Increasingly, it’s now about user design.

In other words, the office is becoming an environment that is stimulating and motivating – and which also recognizes how the very nature of work is expanding to include teleworking or fully remote workers.

Flow Carpet

Building interior spaces around the needs of the individual — rather than the general function of “work” — is a process that recognizes that all of us operate best in environments that inspire us to learn better, be more productive, and feel happier.

Cradle to Cradle ®

Interior design also considers how to protect our environment, and the carpet sector is rising to the challenge. Carpeting is typically replaced every seven years, despite usually having a guaranteed life of 10-25 years.

That means that a lot of perfectly good carpeting is thrown away every year, just because it’s faded or dated.

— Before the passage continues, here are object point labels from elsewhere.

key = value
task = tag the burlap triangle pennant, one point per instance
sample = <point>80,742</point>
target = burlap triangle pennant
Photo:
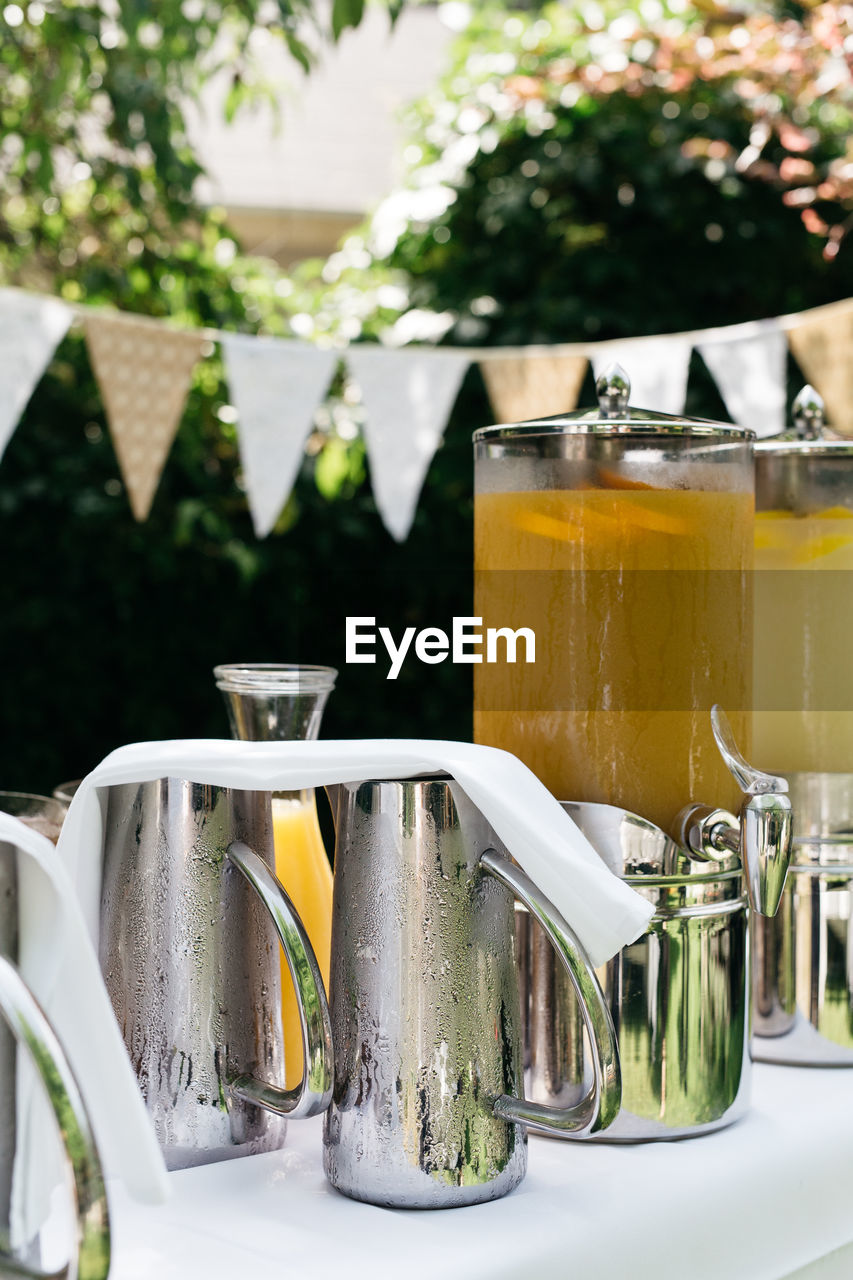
<point>144,371</point>
<point>31,328</point>
<point>407,397</point>
<point>533,385</point>
<point>749,371</point>
<point>822,347</point>
<point>657,369</point>
<point>276,387</point>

That adds up to millions of square feet of carpet every year, and most of it is left to rot in landfill sites — where it takes 50 years for natural fibers such as wool to break down. It also takes 250,000 years for man-made fibers such as nylon to degrade.

Flow Carpet

Fortunately, much of that material could be used again. And the carpet industry is taking it seriously. Some manufacturers are:

  • Reducing waste at source by using “natural” materials such as wool or sustainable plant fibers – most commonly, sisal, cotton, seagrass, jute, or coconut coir
  • Using open-cell polyurethane foam – a post-industrial waste from the automotive industry, an innovative way of using someone else’s trash – for carpet backing
  • Recycling polyethylene terephthalate (PET) plastic beverage bottles to make polyester carpet fibers. (In fact, plastic bottles from Yellowstone National Park are being sold to make carpet backing.)
  • Using renewable soyabean and celceram, a refined material recovered from coal-fired power stations, for carpet backing

For us at Desso, we’re adopting a new theory of Cradle to Cradle ® eco-effectiveness by making products that work within a circular rather than a linear economy.

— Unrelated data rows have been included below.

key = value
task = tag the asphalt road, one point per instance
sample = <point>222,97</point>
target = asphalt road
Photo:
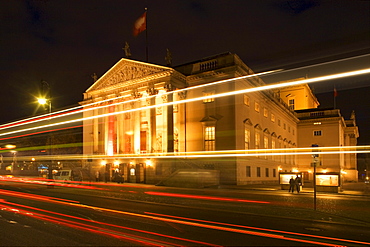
<point>34,214</point>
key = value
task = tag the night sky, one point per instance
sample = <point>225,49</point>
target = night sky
<point>64,42</point>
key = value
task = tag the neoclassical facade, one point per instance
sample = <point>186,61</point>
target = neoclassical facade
<point>152,124</point>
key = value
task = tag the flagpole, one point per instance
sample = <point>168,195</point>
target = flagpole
<point>146,35</point>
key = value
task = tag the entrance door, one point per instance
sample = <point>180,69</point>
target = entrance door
<point>143,141</point>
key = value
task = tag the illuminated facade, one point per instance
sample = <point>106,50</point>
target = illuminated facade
<point>141,118</point>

Cradle to Cradle ® sounds deceptively simple, but it actually turns conventional sustainability on its head, because convention is all about a language of negatives. The green convention talks about “minimizing” human impacts, “zero footprints,” “banning” harmful substances, or “reducing” energy use.

“Cradle to Cradle®”

Instead, Cradle to Cradle® models itself on the living environment, where materials are constantly being transformed without losing their capacity as nutrients. However, rotten apples are not recycled back into new apples: instead, they are transformed by chemical and other processes into nutrients for other organisms. In nature, nothing is wasted; everything is reused.

As in nature, Cradle to Cradle ® eliminates the concept of waste because all waste becomes tomorrow’s raw materials or nutrients.

It’s a circular business approach that embraces the consumer, and not only to develop carpet ranges that are creative, hard-wearing, and fit for purpose. It’s a strategy that encourages health and wellness, and it places a real priority on people and the environment.

It may still be human creativity that drives interior design, but the new agenda must also embrace innovations in sustainability.